2. The "Ideal Standard" Prompt
(Inspired by Jim's examples of using AI to compare employee behaviors or athlete performance against an ideal model.)
"Act as a process improvement specialist. I want to define an 'ideal standard' for a key process in my business, similar to defining a 'perfect baseball swing' for an athlete to be measured against.
The process is: [Describe a key process, e.g., 'Onboarding a new client,' or 'Conducting a first sales call'].
Based on the goal of creating a world-class experience, generate a checklist of 5-7 key behaviors and outcomes that would define the 'ideal' execution of this process. For each item on the checklist, suggest one way an AI tool could help a team member prepare for or review their performance."
3. The "Unstructured Data" Prompt
(Inspired by his story of using AI to analyze a photo of a restaurant's hours and populate a form.)
"Act as a data analyst. I have a piece of unstructured qualitative data below. Your task is to analyze it, structure it, and pull out key insights.
The data is a collection of customer feedback comments from a recent survey: '[Paste 5-10 anonymous customer comments here, e.g., "The user interface is a bit confusing," "I love the new feature, it saves me so much time," "The customer support was very responsive."]'
Please do the following:
Identify 3-5 recurring themes (both positive and negative).
Categorize each piece of feedback under one of those themes.
Suggest one actionable business improvement based on your analysis."
4. The "Thoughtful Scaling" Prompt
(Inspired by his final question about how to use AI to scale a business while maintaining quality.)
"Act as a strategic business consultant. My business, a [Your Business Type, e.g., brand strategy consultancy], is looking to scale and handle more clients using AI, without sacrificing quality.
Our brand is built on [e.g., high-touch client relationships and deep emotional insight].
Your task is to:
Suggest 3 ways AI could help us scale our operations (e.g., client intake, initial market research, project management).
For each suggestion, identify the critical 'human-in-the-loop' step that is essential for maintaining our quality and brand promise."
5. The "Brand Emotion" Prompt
(Inspired by his work on the "Priceless" campaign and connecting emotion to brand strategy.)
"Act as a brand strategist in the style of Jim Cobb, blending emotional insight with data-driven strategy.

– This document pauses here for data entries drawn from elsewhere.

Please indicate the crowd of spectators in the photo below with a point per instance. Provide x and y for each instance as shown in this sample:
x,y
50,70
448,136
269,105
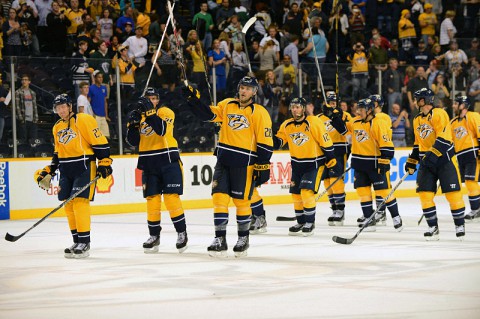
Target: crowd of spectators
x,y
389,46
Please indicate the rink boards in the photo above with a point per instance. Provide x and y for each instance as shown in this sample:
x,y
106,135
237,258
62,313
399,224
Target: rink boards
x,y
21,198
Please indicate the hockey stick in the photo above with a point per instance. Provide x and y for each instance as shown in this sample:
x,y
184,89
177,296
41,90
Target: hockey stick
x,y
9,237
156,53
348,241
245,28
179,49
285,218
316,60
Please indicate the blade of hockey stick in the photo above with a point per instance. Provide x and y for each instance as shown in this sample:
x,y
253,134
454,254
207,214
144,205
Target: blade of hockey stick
x,y
12,238
285,218
348,241
248,24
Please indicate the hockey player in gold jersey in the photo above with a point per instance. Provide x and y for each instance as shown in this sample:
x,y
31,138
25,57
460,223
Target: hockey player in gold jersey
x,y
338,133
243,158
372,150
311,149
78,143
434,151
466,138
150,127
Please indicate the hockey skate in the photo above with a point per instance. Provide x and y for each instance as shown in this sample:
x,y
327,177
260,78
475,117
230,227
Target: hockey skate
x,y
307,229
474,214
241,247
218,248
296,230
182,240
381,218
82,250
460,232
397,223
336,219
69,251
432,234
151,245
259,225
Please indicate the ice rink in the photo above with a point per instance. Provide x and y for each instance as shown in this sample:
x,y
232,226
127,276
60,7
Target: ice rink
x,y
384,274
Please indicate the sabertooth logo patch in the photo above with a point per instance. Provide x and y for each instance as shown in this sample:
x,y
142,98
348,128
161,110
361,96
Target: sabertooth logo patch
x,y
237,122
299,138
361,136
424,131
66,135
460,132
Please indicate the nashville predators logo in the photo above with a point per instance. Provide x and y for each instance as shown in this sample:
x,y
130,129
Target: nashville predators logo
x,y
237,122
299,138
66,135
424,131
460,132
361,136
146,129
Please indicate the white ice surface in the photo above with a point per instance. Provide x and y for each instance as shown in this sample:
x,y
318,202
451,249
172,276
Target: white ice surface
x,y
381,275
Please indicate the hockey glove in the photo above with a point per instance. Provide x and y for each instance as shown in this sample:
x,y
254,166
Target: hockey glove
x,y
146,106
383,165
190,93
261,173
44,176
431,158
134,118
411,166
104,168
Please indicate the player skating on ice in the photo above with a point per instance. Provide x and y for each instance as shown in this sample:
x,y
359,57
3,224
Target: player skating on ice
x,y
433,149
243,158
150,127
311,149
466,137
372,150
338,133
78,144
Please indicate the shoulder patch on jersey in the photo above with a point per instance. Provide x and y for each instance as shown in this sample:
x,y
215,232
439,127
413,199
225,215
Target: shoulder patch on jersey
x,y
361,135
237,122
66,135
424,130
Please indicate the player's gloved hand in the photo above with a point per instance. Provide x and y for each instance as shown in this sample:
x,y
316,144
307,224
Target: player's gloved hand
x,y
261,173
431,158
44,176
383,165
104,168
411,166
134,118
146,106
190,93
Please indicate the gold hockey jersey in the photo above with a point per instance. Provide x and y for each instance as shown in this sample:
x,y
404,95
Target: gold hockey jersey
x,y
245,135
340,143
466,136
370,141
433,131
77,142
308,141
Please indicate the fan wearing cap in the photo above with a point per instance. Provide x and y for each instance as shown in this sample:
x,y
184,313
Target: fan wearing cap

The core emotion I want my brand, [Your Brand Name], to evoke is [Choose an emotion, e.g., 'quiet confidence,' 'joyful discovery,' 'deep security'].
My target audience is [Describe your audience].
Based on this, generate three distinct concepts for a marketing campaign. For each concept, explain how it uses storytelling to trigger the desired emotion and how AI could be used to research relevant themes or draft initial content for the campaign."